As shown in Fig. 2, present embodiments providing a kind of system for optimizing hard disk service life, system includes:

Test module, for testing the test parameter on monitoring point；

Test parameter collection module is specifically counted for collecting the test parameter that test module described in simultaneously typing is tested Value；Preferably, test parameter collection module uses smartctl tool

It although an embodiment of the present invention has been shown and described, for the ordinary skill in the art, can be with Understand, these embodiments can be carried out with a variety of equivalent changes without departing from the principles and spirit of the present invention Change, modification, replacement and variant, the scope of the present invention is defined by the appended claims and their equivalents.

Claims

1. a kind of method for optimizing hard disk service life, which comprises the following steps:

S1, monitoring point is increased to each hard disk in cluster hard disk, and tests the test parameter of monitoring point on each hard disk；

S3, logarithm have reached the hard disk of test parameter threshold value, and osd role's removal in cluster hard disk this hard disk is offline, Its work is taken over using other hard disks；

S4, step S1 to S3 is repeated, it is when each hard disk in cluster hard disk all has reached test parameter threshold value, cluster is hard It is again online that offline all hard disks are removed in disk.

2. a kind of method for optimizing hard disk service life according to claim 1, which is characterized in that the survey of the step S1 Try parameter are as follows: the number of starts remaps that sector number, hard disk energization number, conduction time is accumulative, main shaft plays rotation number of retries, hard Disk calibrates number of retries, bottom data read error rate, parity error rate, write error rate, read-write number, read-write capacity And one of hard disk temperature or a variety of.

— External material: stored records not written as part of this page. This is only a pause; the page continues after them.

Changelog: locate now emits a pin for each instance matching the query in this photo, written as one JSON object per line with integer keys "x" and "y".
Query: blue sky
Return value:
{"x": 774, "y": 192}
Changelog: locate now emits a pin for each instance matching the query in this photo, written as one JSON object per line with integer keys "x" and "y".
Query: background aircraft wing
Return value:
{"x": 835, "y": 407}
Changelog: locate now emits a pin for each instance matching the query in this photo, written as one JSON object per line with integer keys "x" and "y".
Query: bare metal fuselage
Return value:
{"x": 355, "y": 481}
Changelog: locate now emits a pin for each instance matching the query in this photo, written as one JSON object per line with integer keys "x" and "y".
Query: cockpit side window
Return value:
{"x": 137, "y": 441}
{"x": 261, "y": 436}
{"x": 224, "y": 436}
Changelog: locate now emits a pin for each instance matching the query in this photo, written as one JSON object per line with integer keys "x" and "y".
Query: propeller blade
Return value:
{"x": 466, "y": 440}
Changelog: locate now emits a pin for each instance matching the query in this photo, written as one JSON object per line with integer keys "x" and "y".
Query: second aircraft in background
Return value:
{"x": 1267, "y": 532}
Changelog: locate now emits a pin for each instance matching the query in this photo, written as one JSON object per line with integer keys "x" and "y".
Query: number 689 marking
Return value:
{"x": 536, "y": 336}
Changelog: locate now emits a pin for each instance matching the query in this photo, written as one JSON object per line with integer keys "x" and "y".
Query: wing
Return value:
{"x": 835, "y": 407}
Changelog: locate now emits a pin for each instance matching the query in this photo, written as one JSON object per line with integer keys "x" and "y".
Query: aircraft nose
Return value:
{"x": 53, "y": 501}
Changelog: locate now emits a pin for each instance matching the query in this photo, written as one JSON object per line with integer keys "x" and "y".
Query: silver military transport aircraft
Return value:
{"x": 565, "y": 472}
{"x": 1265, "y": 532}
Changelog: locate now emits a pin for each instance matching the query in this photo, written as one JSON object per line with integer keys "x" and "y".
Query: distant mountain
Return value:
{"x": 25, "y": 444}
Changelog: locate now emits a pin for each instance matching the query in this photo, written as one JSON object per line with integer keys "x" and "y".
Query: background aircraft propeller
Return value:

3. a kind of method for optimizing hard disk service life according to claim 2, which is characterized in that the test parameter threshold Value is pre-set according to selected test parameter type, the set-up mode of test parameter threshold value are as follows: user is voluntarily according to need It asks the specific value of test parameter threshold value is arranged.

4. a kind of method for optimizing hard disk service life according to any one of claims 1 to 3, which is characterized in that the survey The specific value of examination parameter is collected using smartctl tool.

5. a kind of system for optimizing hard disk service life characterized by comprising

Test module, for testing the test parameter on monitoring point；

Test parameter collection module, the test parameter specific value tested for collecting test module described in simultaneously typing；

Contrast module, test parameter specific value and the test parameter threshold for being collected to the test parameter collection module The pre-set test parameter threshold value of value presetting module compares judgement；

Hard disk downline module is removed, the hard disk for having reached test parameter threshold value for the specific value to test parameter removes It is offline；

And upper wire module again, be used for: when hard disks all in cluster hard disk by removals hard disk downline module removal it is offline Afterwards, wire module is gone up again by all hard disks in cluster hard disk again online use.

6. a kind of system for optimizing hard disk service life according to claim 5, which is characterized in that the test parameter is received Collect module and uses smartctl tool.